Fisher: Ignore "Chittering Chimpanzee" Pundits

Kenneth Fisher says investors’ short memories are causing them to fall prey to overblown fears about the economy and stock market, and says he thinks stocks will make some nice gains between now and the end of the year.

“Last year we were fixated on Congress with health care and Dodd-Frank concerns — and PIIGS contagion and double-dip recession fears,” Fisher writes in his latest Forbes column. “Not much has changed. Add to the list the after-shock of the congressional debt ceiling battle and the debt downgrade. None of this will amount to a hill of beans except to swing sentiment and incite panic. It’s relevant for traders but not for long-term investors.”

Fisher puts some of the blame on pundits, most of whom “act like chittering chimpanzees without memories,” he says. “They tend to be fact-free but ever noisy and opinionated! Look at the evidence. We have so far made it through Meredith Whitney’s muni bond Armageddon, the debt ceiling crisis, the S&P downgrade and fears of government interference. Meanwhile, the long bond keeps rising in price, defying debt-doomers. How many times can we replay pointless little PIIGies fears?”

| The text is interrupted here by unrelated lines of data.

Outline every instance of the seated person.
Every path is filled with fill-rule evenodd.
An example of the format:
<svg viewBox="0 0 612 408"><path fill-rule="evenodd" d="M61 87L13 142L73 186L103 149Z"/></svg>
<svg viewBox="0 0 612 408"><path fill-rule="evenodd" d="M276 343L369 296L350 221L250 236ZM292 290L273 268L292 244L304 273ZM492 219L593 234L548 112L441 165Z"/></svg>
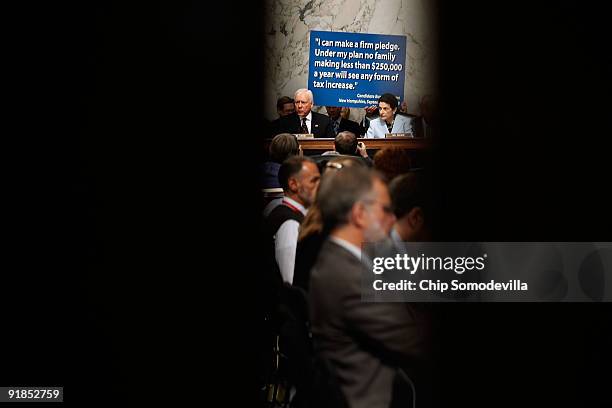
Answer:
<svg viewBox="0 0 612 408"><path fill-rule="evenodd" d="M432 137L437 128L436 102L432 95L424 95L419 103L421 116L418 118L415 129L417 137Z"/></svg>
<svg viewBox="0 0 612 408"><path fill-rule="evenodd" d="M268 150L270 160L263 164L262 188L280 188L278 170L289 157L301 154L300 144L292 134L281 133L274 136Z"/></svg>
<svg viewBox="0 0 612 408"><path fill-rule="evenodd" d="M412 169L410 151L403 147L387 147L374 155L374 168L391 182L396 176Z"/></svg>
<svg viewBox="0 0 612 408"><path fill-rule="evenodd" d="M282 118L283 116L291 115L295 112L295 105L293 104L293 99L288 96L281 96L276 101L276 111L278 112L278 117Z"/></svg>
<svg viewBox="0 0 612 408"><path fill-rule="evenodd" d="M397 115L397 98L389 93L378 98L380 117L370 120L366 138L384 138L387 133L412 134L411 118Z"/></svg>
<svg viewBox="0 0 612 408"><path fill-rule="evenodd" d="M346 155L363 157L368 164L372 164L372 159L368 156L366 145L363 142L357 142L357 136L354 133L344 131L338 133L334 140L334 149L323 153L321 156L331 155Z"/></svg>
<svg viewBox="0 0 612 408"><path fill-rule="evenodd" d="M298 89L294 96L295 112L283 116L272 126L274 133L313 134L314 137L333 138L336 135L327 115L312 111L312 91Z"/></svg>
<svg viewBox="0 0 612 408"><path fill-rule="evenodd" d="M362 128L359 123L342 117L342 108L339 106L326 106L325 110L331 120L334 135L340 132L349 131L357 135L357 137L363 137L365 129Z"/></svg>
<svg viewBox="0 0 612 408"><path fill-rule="evenodd" d="M276 112L278 112L278 119L268 122L266 125L268 137L274 137L274 135L281 133L277 131L279 128L279 121L281 118L289 116L295 112L293 99L288 96L281 96L278 98L276 100Z"/></svg>

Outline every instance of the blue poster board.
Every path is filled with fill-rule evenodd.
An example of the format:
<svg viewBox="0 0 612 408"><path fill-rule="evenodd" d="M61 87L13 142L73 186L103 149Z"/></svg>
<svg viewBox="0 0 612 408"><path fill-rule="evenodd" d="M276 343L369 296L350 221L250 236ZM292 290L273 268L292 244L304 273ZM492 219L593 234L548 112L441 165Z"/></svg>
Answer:
<svg viewBox="0 0 612 408"><path fill-rule="evenodd" d="M319 106L365 108L404 99L406 36L311 31L308 89Z"/></svg>

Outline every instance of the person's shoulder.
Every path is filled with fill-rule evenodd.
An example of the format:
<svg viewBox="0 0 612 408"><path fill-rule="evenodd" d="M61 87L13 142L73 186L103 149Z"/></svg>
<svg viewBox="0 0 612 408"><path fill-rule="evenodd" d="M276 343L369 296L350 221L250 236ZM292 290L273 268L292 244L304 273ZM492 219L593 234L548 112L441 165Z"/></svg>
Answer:
<svg viewBox="0 0 612 408"><path fill-rule="evenodd" d="M355 265L358 266L361 263L355 257L355 255L351 254L347 249L342 246L336 244L331 240L326 240L321 247L321 253L319 254L319 260L321 261L321 266L330 266L334 270L338 270L338 274L341 275L344 268L339 268L338 265Z"/></svg>
<svg viewBox="0 0 612 408"><path fill-rule="evenodd" d="M349 294L359 288L363 264L348 250L325 240L311 273L311 290L324 290L335 297ZM319 290L318 290L318 289Z"/></svg>
<svg viewBox="0 0 612 408"><path fill-rule="evenodd" d="M370 127L372 127L372 126L378 126L378 127L384 126L383 122L384 122L384 120L380 116L377 117L377 118L374 118L374 119L370 119Z"/></svg>

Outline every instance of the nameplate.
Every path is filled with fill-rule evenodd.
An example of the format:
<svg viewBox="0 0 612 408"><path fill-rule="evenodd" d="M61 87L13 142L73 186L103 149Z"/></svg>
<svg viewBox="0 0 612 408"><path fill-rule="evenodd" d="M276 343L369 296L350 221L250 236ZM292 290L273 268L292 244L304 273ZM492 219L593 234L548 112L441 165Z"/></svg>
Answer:
<svg viewBox="0 0 612 408"><path fill-rule="evenodd" d="M414 137L412 133L386 133L385 139L404 139L406 137Z"/></svg>
<svg viewBox="0 0 612 408"><path fill-rule="evenodd" d="M293 136L297 137L298 140L314 139L314 133L294 133Z"/></svg>

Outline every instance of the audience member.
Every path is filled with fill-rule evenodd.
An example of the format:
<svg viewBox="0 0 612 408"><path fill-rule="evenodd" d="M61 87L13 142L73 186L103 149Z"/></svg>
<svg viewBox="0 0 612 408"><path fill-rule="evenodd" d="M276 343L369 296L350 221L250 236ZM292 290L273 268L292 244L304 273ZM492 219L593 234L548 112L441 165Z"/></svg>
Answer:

As for fears that weak recent growth is a precursor to another recession, Fisher objects. He says history shows that all expansions have quarters in which growth slows (or is weak, like last quarter). “Multiple quarters of slowing growth always happen and have never been predictive, with any consistency, of recession,” he writes. “Investors never seem to learn, but the best policy is to ignore the chatter and buy strong stocks, ones that are cheap and that should gain as sentiment improves.” He offers a handful of picks, including toy-maker Hasbro.